The third-generation device, called SCiO, was successfully funded on Kickstarter and is expected to ship in March 2015. Work continues on reducing the size and cost of the sensor so that it may one day fit into a smartphone. 

Second-generation handheld scanner with current generation sensor (left), iPhone 4 camera - for size comparison (middle), and first generation sensor (right)


One of the other noteworthy items were Qualcomm reference tablets running Snapdragon 805 SoCs and sporting 4k screens. (They appeared to be 10-inch displays).

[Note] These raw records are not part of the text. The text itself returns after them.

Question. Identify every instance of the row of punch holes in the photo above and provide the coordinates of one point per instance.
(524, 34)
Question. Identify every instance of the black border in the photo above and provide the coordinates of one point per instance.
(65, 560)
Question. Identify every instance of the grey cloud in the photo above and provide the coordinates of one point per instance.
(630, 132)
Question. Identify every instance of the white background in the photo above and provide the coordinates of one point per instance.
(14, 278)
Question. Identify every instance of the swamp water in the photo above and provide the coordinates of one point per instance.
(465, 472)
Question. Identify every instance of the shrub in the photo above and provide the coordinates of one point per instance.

The Qualcomm representative was optimistic that we will see 4k screens in tablets sometime in 2015.

Qualcomm was also showing off the impressive image processing effects available in its camera API. A new feature that will be available in October 2014 is Image Segmentation, which allows the user to interactively separate a foreground object from the background. This is accomplished not by tracing the outline of the object, which is difficult to do with your finger on a small touchscreen, but by drawing simple lines over the objects. Algorithms then take over and intelligently find the edges of the object. Once the object is separated from the background, any number of effects can be applied, like selectively lightening or darkening the scene, swapping backgrounds, or even adding parallax effects.

Image Segmentation Example

Qualcomm's Uplinq 2014 conference showcased some exciting technologies that we can make use of today and provided a glimpse into the near future, demonstrating how computing at the network edge will shape our lives.